Use the templates repository for boilerplate code.
Apache Spark
- Download Apache Spark from the [Spark website][sprk]. You want the latest Spark version (currently 2.1.0), pre-built for Hadoop 2.7 and later, choosing a direct download. This should give you a file named
spark-2.1.0-bin-hadoop2.7.tgz
. Extract this file.
Open the pyspark
shell, issuing the command
/path/to/spark-2.1.0-bin-hadoop2.7/bin/pyspark
Make sure you have the spark context sc
available and can issue simple commands like sc.parallelize(range(10))
. 3. Now try to run Spark in a Jupyter Notebook issuing in your shell (Mac/Linux, if you're on Windows the best option is to run a VM)
export PYSPARK_DRIVER_PYTHON=jupyter
export PYSPARK_DRIVER_PYTHON_OPTS=notebook
/path/to/spark-2.1.0-bin-hadoop2.7/bin/pyspark
- Write a distance metric for points represented by arbitrary-length arrays (e.g. using the 2-norm \(d(x,y) = \|x-y\|_2\).
- Write a function that, given a RDD containing records of the form
[k, (X1, X2, ...)]
, returns a transformed RDD such that all columns Xi
have zero mean and unit variance.
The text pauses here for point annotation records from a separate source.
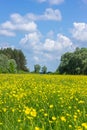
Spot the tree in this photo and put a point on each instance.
(44, 69)
(74, 63)
(3, 63)
(12, 66)
(37, 68)
(17, 55)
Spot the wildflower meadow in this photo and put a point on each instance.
(43, 102)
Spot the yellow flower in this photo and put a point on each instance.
(63, 118)
(19, 120)
(53, 118)
(1, 123)
(51, 106)
(84, 125)
(37, 128)
(33, 113)
(4, 109)
(27, 110)
(45, 114)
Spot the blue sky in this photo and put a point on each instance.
(43, 29)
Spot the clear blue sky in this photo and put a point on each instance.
(43, 29)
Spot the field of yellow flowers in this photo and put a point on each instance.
(43, 102)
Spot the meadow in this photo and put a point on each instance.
(43, 102)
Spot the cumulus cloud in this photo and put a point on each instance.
(52, 2)
(49, 14)
(60, 43)
(27, 23)
(7, 33)
(79, 32)
(49, 49)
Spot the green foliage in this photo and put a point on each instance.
(12, 66)
(44, 69)
(74, 63)
(18, 56)
(37, 68)
(3, 63)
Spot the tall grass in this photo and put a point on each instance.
(43, 102)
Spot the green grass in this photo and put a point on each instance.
(43, 102)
Assume that each value (X1, X2, ...)
of the RDD is a numpy
array.
- Implement a K-Nearest neighbor classifier in Spark. Your input is a RDD containing records of the form [l, y], an integer k and a point
- Write a function that finds the k closest y to x in the RDD according the metric passed as argument and returns the average value for l of those.
Python (if covered in class)
- Write a function returning the unique elements from a iterable (e.g. list, tuple or similar).
- Write a generator returning the first \(N + 1\) elements of the Fibonacci series given starting with values \(k_0\) and \(k_1\), such that \[k_i = k_{i-1} + k_{i-2},\quad i = 2, \ldots, N\].
- Write a function that calls another function
f
passed as argument to yours. It should try to call f
and return the result, or None
if f
raises a ValueError
. Any other error should be ignored.